"Fire is motion / Work is repetition / This is my document / We are all all we've done / We are all all we've done / We are all all we've done / We are all all defenses."

- Cap'N Jazz, "Oh Messy Life," Analphabetapolothology

Saturday, August 16, 2014

bildungsroman

thoughts on Richard Linklater's Boyhood:

  1. the conspicuous role of music in creating atmosphere - like a diegetic time capsule (i'm sure i wasn't the only one in the theater last night who felt transported back to a certain time... for me it was college)
  2. the hair!

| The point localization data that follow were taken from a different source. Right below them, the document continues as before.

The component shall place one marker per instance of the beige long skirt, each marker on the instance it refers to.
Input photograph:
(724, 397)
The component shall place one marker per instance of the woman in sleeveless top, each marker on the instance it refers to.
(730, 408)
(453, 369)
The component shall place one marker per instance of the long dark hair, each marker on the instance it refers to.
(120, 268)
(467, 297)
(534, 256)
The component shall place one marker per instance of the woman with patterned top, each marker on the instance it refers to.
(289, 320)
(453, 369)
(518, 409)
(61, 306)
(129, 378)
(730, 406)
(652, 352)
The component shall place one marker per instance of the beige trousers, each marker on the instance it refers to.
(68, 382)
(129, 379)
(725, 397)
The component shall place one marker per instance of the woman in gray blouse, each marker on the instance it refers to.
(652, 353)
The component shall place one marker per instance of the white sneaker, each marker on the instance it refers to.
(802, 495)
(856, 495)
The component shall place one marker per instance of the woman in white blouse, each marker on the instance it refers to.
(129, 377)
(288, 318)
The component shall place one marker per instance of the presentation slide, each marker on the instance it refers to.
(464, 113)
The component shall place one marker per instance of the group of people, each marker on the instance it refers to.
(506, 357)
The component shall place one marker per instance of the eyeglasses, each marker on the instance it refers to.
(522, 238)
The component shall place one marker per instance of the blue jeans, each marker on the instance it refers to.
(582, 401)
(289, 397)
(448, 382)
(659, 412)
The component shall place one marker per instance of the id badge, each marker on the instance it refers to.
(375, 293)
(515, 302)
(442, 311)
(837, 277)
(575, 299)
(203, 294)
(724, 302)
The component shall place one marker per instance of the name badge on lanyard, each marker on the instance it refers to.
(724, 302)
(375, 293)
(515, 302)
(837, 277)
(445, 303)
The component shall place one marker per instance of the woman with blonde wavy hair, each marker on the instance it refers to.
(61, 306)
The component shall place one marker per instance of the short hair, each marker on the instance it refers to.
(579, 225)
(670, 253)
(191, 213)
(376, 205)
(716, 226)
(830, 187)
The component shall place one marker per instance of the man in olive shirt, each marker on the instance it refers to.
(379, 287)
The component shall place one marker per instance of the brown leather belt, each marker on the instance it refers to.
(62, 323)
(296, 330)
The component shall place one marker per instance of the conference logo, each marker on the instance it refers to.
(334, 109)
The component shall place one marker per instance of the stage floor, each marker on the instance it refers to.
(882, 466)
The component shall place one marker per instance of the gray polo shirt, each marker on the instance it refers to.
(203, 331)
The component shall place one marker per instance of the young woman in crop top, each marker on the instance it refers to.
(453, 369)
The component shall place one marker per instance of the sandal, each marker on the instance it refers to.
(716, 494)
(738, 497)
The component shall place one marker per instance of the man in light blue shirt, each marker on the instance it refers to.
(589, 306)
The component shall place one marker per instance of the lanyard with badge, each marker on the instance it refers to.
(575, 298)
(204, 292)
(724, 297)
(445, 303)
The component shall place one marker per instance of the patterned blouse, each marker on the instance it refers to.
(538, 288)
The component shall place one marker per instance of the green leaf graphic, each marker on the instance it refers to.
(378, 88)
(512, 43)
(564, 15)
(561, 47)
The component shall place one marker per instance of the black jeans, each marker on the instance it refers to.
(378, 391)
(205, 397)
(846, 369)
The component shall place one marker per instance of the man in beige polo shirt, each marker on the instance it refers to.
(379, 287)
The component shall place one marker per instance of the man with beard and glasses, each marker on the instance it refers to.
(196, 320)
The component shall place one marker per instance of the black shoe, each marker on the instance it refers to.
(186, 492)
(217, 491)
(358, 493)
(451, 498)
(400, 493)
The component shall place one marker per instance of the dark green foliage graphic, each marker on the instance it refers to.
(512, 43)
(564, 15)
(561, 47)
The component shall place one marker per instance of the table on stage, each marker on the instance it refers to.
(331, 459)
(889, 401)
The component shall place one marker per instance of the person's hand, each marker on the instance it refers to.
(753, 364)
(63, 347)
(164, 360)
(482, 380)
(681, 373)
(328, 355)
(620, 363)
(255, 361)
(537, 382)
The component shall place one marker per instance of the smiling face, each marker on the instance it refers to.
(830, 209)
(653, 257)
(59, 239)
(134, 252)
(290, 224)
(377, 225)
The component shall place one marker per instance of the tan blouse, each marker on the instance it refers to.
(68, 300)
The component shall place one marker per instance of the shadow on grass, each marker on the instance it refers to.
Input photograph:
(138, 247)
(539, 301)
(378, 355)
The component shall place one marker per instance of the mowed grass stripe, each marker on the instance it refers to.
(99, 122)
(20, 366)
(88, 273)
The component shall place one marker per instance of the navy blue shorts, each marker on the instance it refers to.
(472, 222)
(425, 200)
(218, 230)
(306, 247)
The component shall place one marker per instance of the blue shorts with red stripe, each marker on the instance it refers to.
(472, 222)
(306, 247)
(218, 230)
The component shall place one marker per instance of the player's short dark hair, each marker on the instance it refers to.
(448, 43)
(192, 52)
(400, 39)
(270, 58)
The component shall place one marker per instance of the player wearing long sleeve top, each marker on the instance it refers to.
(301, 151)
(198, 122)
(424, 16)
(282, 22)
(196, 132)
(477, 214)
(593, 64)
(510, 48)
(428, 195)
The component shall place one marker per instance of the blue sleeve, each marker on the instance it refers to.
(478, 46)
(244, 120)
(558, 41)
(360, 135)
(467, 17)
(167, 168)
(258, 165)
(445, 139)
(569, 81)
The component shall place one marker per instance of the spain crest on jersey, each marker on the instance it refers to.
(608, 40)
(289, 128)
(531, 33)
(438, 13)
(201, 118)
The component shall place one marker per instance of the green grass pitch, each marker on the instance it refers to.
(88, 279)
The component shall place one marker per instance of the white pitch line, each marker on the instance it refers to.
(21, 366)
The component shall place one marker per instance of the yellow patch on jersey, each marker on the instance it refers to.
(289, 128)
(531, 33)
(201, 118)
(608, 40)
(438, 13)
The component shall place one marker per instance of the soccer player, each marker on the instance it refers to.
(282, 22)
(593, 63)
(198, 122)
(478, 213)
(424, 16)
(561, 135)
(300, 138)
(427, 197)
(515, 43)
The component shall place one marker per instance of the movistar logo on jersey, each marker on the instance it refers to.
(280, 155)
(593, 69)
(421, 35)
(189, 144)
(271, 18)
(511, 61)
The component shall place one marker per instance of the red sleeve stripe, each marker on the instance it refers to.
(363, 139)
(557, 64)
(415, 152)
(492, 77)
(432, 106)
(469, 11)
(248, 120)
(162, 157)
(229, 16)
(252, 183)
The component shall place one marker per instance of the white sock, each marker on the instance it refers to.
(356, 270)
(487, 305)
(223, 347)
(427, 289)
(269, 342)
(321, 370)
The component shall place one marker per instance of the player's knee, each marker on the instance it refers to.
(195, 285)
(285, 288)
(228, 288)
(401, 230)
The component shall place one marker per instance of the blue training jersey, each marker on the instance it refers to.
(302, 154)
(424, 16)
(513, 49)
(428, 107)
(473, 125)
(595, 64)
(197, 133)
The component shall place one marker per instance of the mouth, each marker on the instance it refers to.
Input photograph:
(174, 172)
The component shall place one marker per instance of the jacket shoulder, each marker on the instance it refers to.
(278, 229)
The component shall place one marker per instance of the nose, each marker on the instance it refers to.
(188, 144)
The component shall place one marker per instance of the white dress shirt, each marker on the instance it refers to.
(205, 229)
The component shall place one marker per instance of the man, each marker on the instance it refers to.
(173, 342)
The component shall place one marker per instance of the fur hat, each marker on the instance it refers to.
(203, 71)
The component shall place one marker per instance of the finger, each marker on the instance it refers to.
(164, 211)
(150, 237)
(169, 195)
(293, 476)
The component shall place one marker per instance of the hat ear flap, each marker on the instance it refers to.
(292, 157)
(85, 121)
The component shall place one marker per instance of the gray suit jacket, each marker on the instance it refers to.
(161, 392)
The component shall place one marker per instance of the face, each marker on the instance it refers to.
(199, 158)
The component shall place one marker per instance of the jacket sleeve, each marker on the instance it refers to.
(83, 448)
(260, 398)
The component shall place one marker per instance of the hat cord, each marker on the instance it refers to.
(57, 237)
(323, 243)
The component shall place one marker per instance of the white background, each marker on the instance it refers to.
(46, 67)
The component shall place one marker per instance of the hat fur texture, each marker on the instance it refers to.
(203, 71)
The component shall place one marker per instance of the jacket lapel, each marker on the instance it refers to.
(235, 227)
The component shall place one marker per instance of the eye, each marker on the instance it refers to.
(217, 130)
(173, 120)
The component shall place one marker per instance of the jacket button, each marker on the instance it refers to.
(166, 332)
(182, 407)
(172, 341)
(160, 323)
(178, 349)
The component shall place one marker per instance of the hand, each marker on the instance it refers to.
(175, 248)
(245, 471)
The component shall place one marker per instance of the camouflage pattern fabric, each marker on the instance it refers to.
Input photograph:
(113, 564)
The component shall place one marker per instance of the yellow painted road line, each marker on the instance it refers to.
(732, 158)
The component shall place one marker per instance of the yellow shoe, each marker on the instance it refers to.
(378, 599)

Patricia Arquette's hair in particular (gorgeous!). the film was such a tremendous feat, can you imagine planning a 12-year filming project, getting all the footage you need, planning ahead enough knowing there will be no going back as time marches ever onward? obviously the actors were playing characters within a story prepared for the film, but the mind-blowing thing about it for me is that over 12 years, there must have been some blurring of those lines. for instance, with the hair, i imagine Linklater had to allow the actors to change their appearance as needed, for personal and professional purposes, so i assume all hair choices were made totally independent of the film. so, that was "Ethan Hawke"'s goatee. and can you imagine playing a "character" for 12 years? i assume, at some point, you have to become your character/ your character is you. take, for instance, Samantha's character: aspects of her personality remained constant throughout the film, to the point that you have to believe you are seeing Lorelei Linklater on screen, and not just Samantha. (interesting tidbits learned from Manlius Art Cinema's owner Nat: US contract law prevented Linklater from having the actors contractually obligated to complete the 12-year project (US law stipulates a 7 year cap on contracts), so all filming was completed on nothing more than a handshake, basically. also, yes, that was Richard Linklater's daughter we saw growing up on screen... apparently she wanted her character killed off so she could walk away from it)
  3. everyone enjoys laughing at Texas
  4. Post-Bush and pre-Obama politics -- still funny to this day. three of my favorite jokes from the film: when Sam and Mason go canvassing for their dad and walk up to a house with a confederate flag hanging on the garage ("do i look like a guy who's gonna vote for Barack HUSSEIN Obama?! i'm entitled to shoot you for trespassing!"). they then go across the street to another house where an obnoxiously perky young mom explains she made her children t-shirts that say "my mama's for Obama." finally, Ethan Hawke using the story of Sarah Palin's daughter Bristol as a teen pregnancy allegory for abstinence and contraception.
  5. life has no plot. appropriately, Boyhood was as rambling and aimless and surprisingly delightful as life
  6. biggest surprise: never expected to like Ethan Hawke so much
  7. there is something to be said about the role of video games and the constant companionship of digital entertainment, but i will leave it to others to articulate.